Cauley hadn't made many waves at Harbour Town his first three visits with two missed cuts and only one round in the 60s. This time, though, with mild, 70-degree conditions, practically no wind and abundant sunshine, Cauley made eight birdies in a bogey-free round, including three straight to finish with a flourish.
''You never go out thinking you're going to shoot that,'' Cauley said. ''I just got into the round and was swinging well and tried to give myself as many looks as I could.''
The 63 was one shy of the 27-year-old Cauley's career low (62 at the McGladney Classic in 2012) and two off the tournament mark of 61 shared by David Frost and Troy Merritt.
Cauley was two in front of Luke Donald, Graham DeLaet and Sam Saunders, the grandson of the late Arnold Palmer. Russell Henley continued his recent run of top-flight golf with a 66 to join a group that included former U.S. Open winner Webb Simpson and Ian Poulter.
But it was Cauley's strong finish that led the way. He rolled in a 5-footer for birdie on No. 16, an 8-footer for another on No. 17 and hit a near perfect approach to the usually wind-swept 18th green off Calibogue Sound to inside 12 feet for the two-stroke edge.
While the lack of wind certainly helped, Cauley said his shot selection and game plan coming in were essential in his success. ''The last five holes I hit every shot just kind of how I was looking,'' he said. ''So that was a nice way to finish.''
Cauley hasn't had the greatest season, missing seven cuts in 12 starts. His best showing was a third at the CareerBuilder Challenge in the California desert. He hopes this start can propel him to bigger things.

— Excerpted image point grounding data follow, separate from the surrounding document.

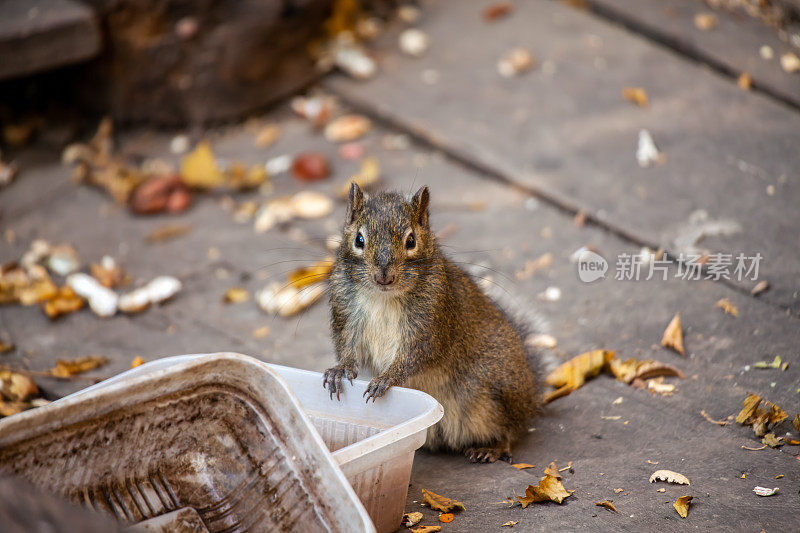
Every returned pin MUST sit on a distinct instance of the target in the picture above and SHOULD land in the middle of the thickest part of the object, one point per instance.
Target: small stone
(310, 166)
(515, 62)
(413, 42)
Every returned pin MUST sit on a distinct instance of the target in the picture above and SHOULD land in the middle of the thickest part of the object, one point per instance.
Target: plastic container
(373, 443)
(221, 435)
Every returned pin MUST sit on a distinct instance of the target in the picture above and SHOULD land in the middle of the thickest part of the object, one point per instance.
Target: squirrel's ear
(420, 202)
(354, 202)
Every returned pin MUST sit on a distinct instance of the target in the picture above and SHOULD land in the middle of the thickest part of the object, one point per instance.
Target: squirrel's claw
(332, 380)
(376, 388)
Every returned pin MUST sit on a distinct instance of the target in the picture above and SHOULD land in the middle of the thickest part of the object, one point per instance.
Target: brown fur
(435, 330)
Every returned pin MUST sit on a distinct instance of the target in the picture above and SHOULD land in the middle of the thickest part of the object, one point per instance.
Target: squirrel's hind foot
(490, 454)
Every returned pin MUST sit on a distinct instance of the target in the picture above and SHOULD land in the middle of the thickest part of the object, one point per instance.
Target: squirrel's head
(387, 241)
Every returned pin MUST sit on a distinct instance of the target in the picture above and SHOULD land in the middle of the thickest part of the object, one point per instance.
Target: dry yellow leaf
(235, 295)
(315, 273)
(571, 374)
(62, 302)
(637, 95)
(750, 405)
(552, 470)
(682, 505)
(670, 477)
(168, 232)
(705, 21)
(199, 168)
(673, 336)
(427, 529)
(607, 504)
(549, 489)
(728, 306)
(627, 371)
(772, 441)
(65, 369)
(440, 503)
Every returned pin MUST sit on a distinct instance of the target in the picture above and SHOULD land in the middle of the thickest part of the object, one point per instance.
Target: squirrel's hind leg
(489, 454)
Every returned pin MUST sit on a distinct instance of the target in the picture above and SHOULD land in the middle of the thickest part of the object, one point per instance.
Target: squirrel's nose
(384, 277)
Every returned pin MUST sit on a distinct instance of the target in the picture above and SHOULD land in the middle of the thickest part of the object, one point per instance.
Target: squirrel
(411, 315)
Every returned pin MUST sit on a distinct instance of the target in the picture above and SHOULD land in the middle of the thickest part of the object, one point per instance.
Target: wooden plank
(733, 46)
(565, 131)
(43, 34)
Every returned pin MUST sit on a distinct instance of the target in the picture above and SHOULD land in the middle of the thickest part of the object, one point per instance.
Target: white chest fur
(379, 324)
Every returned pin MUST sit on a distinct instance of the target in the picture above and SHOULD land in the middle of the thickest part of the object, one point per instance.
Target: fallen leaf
(315, 273)
(750, 405)
(64, 301)
(199, 168)
(627, 371)
(495, 11)
(682, 505)
(267, 135)
(728, 306)
(670, 477)
(772, 441)
(573, 373)
(552, 470)
(717, 422)
(637, 95)
(411, 519)
(763, 491)
(235, 295)
(608, 505)
(68, 368)
(440, 503)
(260, 333)
(775, 363)
(427, 529)
(347, 128)
(673, 336)
(168, 232)
(548, 489)
(705, 21)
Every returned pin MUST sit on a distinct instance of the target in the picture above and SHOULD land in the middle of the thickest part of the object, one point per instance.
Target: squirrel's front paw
(377, 388)
(332, 379)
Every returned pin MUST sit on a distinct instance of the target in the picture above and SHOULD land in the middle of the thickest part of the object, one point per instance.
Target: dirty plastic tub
(373, 443)
(220, 436)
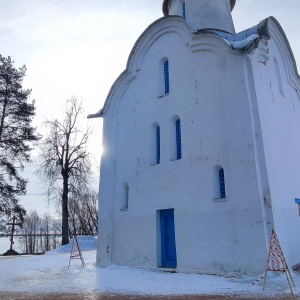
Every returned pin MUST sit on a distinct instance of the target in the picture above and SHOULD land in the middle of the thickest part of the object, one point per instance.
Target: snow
(50, 274)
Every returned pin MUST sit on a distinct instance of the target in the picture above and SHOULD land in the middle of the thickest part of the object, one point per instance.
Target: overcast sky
(79, 47)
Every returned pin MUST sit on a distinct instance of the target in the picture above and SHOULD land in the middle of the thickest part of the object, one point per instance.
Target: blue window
(222, 183)
(166, 76)
(157, 144)
(178, 139)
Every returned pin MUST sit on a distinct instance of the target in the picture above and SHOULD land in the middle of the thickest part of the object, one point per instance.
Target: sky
(79, 47)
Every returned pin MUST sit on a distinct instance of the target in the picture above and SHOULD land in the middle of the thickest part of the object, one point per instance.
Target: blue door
(168, 244)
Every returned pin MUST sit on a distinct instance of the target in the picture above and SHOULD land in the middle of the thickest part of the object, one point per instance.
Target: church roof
(243, 42)
(165, 6)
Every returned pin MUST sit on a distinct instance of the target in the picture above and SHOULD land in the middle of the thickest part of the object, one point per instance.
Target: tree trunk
(65, 214)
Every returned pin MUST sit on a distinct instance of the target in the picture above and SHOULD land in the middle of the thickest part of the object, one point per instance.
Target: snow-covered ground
(49, 273)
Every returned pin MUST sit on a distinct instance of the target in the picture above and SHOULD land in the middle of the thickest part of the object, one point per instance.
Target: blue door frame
(168, 243)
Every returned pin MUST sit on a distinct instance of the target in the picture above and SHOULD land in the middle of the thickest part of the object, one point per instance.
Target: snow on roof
(244, 42)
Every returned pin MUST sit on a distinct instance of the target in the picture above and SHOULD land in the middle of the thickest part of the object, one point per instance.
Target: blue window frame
(178, 139)
(222, 183)
(166, 76)
(157, 144)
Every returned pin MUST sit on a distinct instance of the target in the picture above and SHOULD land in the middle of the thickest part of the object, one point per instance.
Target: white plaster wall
(208, 93)
(279, 112)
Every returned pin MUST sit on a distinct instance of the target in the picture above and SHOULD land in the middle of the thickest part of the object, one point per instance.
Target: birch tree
(64, 161)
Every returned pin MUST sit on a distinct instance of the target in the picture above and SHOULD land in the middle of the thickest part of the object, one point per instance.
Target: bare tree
(64, 162)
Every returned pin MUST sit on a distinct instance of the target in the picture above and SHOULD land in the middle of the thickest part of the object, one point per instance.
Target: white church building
(202, 146)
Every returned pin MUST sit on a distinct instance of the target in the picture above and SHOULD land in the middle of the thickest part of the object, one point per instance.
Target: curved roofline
(262, 29)
(287, 44)
(165, 6)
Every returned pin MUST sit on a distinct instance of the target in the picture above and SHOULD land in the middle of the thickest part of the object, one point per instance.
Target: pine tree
(16, 134)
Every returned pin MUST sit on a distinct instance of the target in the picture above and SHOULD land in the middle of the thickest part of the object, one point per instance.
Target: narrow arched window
(166, 77)
(125, 196)
(279, 79)
(178, 139)
(157, 144)
(222, 183)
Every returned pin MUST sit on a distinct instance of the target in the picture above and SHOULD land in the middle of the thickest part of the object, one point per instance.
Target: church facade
(201, 142)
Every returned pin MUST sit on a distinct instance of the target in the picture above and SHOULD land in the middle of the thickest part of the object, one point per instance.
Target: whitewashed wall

Cauley knows he could've been elsewhere under different circumstances. He chuckled at pictures of his four good PGA Tour friends, Jordan Spieth, Rickie Fowler, Smylie Kaufman and Justin Thomas, on a spring break jaunt - including a yacht - to Baker's Bay in the Bahamas. If Cauley continues his strong play at Harbour Town, he'll have just as good a time as his foursome of pals.
''I had to keep my shirt on today,'' he joked.
Donald got the ball rolling with his early 65. The former world No. 1 was frustrated at missing his second straight Masters last week and used it as motivation to once again batter Harbour Town.
''It's never fun to be sitting at home,'' Donald said of the Masters miss. ''But in a way, it motivates you. It gets the fire under you and you get a little bit more inspired.''
Donald has finished second four times and third twice in his past eight appearances at Harbour Town.
His 65 was the 20th time in 41 career rounds that Donald shot in the 60s at Harbour Town. It was also his eighth straight round under par here, closing in on the record of 11 in a row he already shares with Larry Nelson. Donald says there's no secret to his success here: Scramblers and those who manage their games well have as much of a chance as any long bomber at Harbour Town.
''The long hitters, it's taking driver out of their hands a lot,'' Donald said. ''So I feel like the playing field's leveled out.''
It also helps when many of the world's best don't show up. Just five of the world's top 25 are playing, starting with England's Tyrrell Hatton (No. 16) who shot a 69. Matt Kuchar, 17th in the world, is the best Masters finisher at the RBC Heritage, following a fourth at Augusta National with an opening 68.
Henley continued his strong recent play. He won in Houston two weeks ago simply to make the Masters, then finished in 11th in the major to earn an invite back to Augusta National in 2018. Henley said he put the clubs away Monday and Tuesday to rest up after arriving from Augusta. ''It's been a whirlwind the last two weeks,'' he said.